Britain's National Crime Agency (NCA) has lost its legal fight to force an alleged cyber hacker to hand over the passwords to his encrypted computers, in a landmark case.
Lauri Love, 31, is fighting attempts to extradite him to America to face criminal charges for breaking into Federal Reserve computers.
The NCA have been accused of dealing a blow to privacy by attempting to force Love to hand over the password to his encrypted computer files through legal means.
He is accused of stealing "massive quantities" of sensitive data resulting in millions of dollars of losses. Love's lawyers say he faces up to 99 years in prison in the US if he is found guilty.
NCA officers launched an investigation and raided his family home in Stradishall, Suffolk, in October 2013 when they seized encrypted computers and hard drives.
Although no charges were brought in Britain against Love, the NCA wants him to hand over his passwords so officers can check the data before the electronics are returned.
Love's team says the application, if granted, would have been a significant blow to privacy and amount to a "power grab" by police services.
Delivering her judgment at London's Westminster Magistrates' Court, District Judge Nina Tempia sided against the NCA.
She agreed with Love's lawyers who argued the NCA should apply to a court under the Regulation of Investigatory Powers Act (Ripa) to force people to hand over their passwords to decrypt data.
"After reading the papers and hearing from the parties, I am not granting the application because in order to obtain the information sought the correct procedure to be used, as the NCA did two-and-a-half years ago, is under section 49 Ripa, with the inherent HRA safeguards incorporated therein," she said.
"The case management powers of the court are not to be used to circumvent specific legislation that has been passed in order to deal with the disclosure sought."

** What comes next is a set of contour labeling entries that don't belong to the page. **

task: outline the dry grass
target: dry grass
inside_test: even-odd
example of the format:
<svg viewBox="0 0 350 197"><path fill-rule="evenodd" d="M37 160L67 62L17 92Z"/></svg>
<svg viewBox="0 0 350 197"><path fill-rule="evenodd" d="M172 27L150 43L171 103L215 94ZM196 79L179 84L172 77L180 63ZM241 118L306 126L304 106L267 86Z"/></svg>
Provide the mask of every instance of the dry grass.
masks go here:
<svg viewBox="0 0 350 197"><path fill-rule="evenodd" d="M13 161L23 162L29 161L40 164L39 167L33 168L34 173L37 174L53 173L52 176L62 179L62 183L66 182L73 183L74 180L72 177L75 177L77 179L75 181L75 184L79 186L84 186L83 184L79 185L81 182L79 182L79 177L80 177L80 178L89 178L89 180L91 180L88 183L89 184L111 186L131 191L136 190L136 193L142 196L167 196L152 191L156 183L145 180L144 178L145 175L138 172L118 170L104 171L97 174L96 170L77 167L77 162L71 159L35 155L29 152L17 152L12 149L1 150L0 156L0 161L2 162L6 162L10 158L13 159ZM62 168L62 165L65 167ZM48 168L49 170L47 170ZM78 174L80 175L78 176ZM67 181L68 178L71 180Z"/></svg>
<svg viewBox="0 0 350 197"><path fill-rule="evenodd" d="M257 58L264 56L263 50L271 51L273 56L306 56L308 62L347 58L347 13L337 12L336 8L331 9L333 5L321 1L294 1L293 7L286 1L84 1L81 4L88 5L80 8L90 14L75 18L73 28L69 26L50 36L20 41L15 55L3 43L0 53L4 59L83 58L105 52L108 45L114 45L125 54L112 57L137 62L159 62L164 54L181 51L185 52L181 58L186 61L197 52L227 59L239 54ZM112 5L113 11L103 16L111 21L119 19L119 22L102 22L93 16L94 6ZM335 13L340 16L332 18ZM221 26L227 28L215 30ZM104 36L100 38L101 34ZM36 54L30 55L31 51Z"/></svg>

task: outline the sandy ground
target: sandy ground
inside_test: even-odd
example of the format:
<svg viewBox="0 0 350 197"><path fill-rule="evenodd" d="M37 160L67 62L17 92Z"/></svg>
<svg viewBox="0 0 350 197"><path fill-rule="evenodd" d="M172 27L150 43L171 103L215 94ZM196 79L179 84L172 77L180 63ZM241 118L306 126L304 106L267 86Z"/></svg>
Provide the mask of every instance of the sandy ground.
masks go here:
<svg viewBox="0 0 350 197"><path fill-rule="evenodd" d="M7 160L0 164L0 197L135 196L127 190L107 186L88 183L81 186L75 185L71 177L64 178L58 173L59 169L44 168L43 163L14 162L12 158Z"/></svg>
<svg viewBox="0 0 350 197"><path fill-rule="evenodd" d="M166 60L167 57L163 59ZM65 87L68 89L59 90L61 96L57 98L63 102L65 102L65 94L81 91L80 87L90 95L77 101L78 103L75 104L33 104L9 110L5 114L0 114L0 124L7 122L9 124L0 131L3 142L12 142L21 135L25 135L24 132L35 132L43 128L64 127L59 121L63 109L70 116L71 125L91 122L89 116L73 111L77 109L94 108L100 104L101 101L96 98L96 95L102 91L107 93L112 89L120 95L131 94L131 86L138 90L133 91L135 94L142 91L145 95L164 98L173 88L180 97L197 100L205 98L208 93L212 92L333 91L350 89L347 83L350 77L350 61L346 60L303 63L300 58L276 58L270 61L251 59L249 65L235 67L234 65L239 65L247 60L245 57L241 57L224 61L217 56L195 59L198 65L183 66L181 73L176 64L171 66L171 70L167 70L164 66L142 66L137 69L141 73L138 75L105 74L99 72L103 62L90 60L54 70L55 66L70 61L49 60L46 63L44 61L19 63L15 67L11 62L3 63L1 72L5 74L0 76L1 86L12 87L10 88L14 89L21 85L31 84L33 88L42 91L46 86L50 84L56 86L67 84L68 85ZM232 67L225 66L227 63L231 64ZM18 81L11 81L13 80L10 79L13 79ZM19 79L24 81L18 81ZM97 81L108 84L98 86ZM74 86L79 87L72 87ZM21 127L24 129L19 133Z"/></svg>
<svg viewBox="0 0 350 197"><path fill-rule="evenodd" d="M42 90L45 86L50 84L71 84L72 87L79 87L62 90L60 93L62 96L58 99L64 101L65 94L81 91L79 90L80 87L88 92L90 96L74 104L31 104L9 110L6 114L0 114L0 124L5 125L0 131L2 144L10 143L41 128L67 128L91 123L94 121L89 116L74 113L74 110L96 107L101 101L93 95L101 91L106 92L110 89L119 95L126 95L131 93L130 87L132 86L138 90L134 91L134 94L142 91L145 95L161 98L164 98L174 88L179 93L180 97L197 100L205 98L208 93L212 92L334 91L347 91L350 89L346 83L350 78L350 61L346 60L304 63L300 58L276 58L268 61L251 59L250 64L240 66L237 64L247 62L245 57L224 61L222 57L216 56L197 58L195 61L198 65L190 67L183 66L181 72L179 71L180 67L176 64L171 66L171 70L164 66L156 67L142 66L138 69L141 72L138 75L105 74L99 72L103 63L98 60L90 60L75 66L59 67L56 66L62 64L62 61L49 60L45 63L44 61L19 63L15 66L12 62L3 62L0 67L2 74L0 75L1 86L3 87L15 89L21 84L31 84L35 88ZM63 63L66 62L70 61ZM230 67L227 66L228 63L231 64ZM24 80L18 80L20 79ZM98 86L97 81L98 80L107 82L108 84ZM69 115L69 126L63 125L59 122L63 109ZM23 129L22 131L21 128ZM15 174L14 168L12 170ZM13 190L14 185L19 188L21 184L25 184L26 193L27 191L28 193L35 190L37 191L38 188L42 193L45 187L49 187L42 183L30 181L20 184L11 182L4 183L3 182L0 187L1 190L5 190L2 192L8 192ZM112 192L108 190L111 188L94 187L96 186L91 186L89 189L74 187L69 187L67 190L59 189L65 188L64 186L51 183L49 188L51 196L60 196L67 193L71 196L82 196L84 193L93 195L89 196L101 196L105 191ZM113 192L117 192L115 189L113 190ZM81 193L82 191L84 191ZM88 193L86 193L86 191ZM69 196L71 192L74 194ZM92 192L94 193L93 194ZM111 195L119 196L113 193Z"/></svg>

Love, the son of a reverend from Suffolk, is suing the NCA for the return of six bits of encrypted hardware being held, which he says contain his entire digital life.
The NCA is fighting the case and applied to the court to force Mr Love to hand over his passwords before it returns the computers.
The NCA argued that screenshots taken of the computers before the encryption kicked in show that Love had information from Nasa, the US military and the Department of Energy.
Speaking outside court following the ruling, Love said he was "happy" with the result, but accused the NCA of trying to "coerce" him into handing over passwords and trying to undermine the protections safeguarding individuals' property.